By the third episode my entire philosophy of parenting had changed. I no longer wish to spend my time running from my kids. And that is exactly what I have been doing all this time.
First of all, my son is not easy. I’m not just saying that, I have people that will attest to it for me, on holy things if it need be. I have experienced days where he, literally, does not say one positive thing in my daughter’s presence and every, single time she opens her mouth he stops her and says something nasty, like “shut up” or makes fun of the way she speaks (she still has the little lisp of many kids, but my son never had this).
He tells me no or ignores me when I ask him to do things. He talks back to me, tells me “Don’t you speak to me that way.” Or, “I’m disappointed in you mom.”
It can get to a point where I have spent my entire day reprimanding him or I beg Hubby to come get him. By the end of the day I am exhausted and feeling physically sick.
But this show, World’s Strictest Parents, has changed my ways and in two, count them, two days my son is a different person.
I woke up the day after I watched the three episodes and announced to my kids that the laundry pile, otherwise known as The Mountain, would from now on be a family affair.
“Mommy is going to need help with this from this day forward,” I said.
They fussed. My son cried, my daughter says, “I’m tired,” but I keep them at it.
When they choose to not cooperate, they have a “lap” up and down our stairs. When my son says something nasty to my daughter, which has been surprisingly not much, he has a “lap” on the stairs.
I guess I should also add something – my son told me three days ago, the day of the night I saw this show, “You are evil.”
Yep, he said that word, evil.
I’m so glad he said this. Of course at first I wasn’t, and to be honest, I didn’t make too much of a response after he said that except to tell him that much of my evilness might be attached to his attitude towards my daughter and me.

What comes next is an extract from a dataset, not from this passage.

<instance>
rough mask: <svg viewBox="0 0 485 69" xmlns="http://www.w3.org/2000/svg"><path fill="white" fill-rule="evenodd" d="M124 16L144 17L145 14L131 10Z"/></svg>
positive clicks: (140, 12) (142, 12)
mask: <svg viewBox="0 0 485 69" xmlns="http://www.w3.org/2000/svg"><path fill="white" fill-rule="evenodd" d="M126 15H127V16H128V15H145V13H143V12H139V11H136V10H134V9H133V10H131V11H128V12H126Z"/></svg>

I ended up so happy he said this to me because when I implemented my “changes” I was able to tell him that I took his comment of my evilness to heart and I am willing to change. In order to make those changes, I was going to be different in my parenting.
If he didn’t understand when I said it, he sure did by the end of the day yesterday.
We woke up this morning, had breakfast and went to do laundry together again. He folded, he loaded the washer, the dryer and folded some more. He put his own clothes away in his dresser.
Then he said, “Folding the clothes is kind of fun.”
My heart sang with joy. Today I feel empowered as a mother and as a woman. And I know this is just the start. I have set up a “series recording” on this show, World’s Strictest Parents.
You might not understand this, but when I watched that show I saw my son in ten years. I saw him clear as day as not being the best person he could be. I also saw that things could be different if I was to change me and how I am parenting him.
I, for once, have not in two days had the thought or feeling of wanting my kids to just get away from me. It’s so sad to admit it that this is a common thought of mine. But I admit it, knowing that 2012 is my year of change. For mothering and other parts of myself, I am willing to change.
And, while I might have written my friend to try and give her guidance, it was she who did the guiding in the end. And if she ever reads this, I hope she can forgive me and know that my intentions were in the right place.
I am forever grateful for teachable moments, even the embarrassing moments. I’ve had a few in my lifetime.
And with that, here I come 2012 – I am ready to look in the mirror. I am ready to give myself over to the person I am meant to be, and I will get there by concentrating on my own self-improvement rather than looking to improve those around me.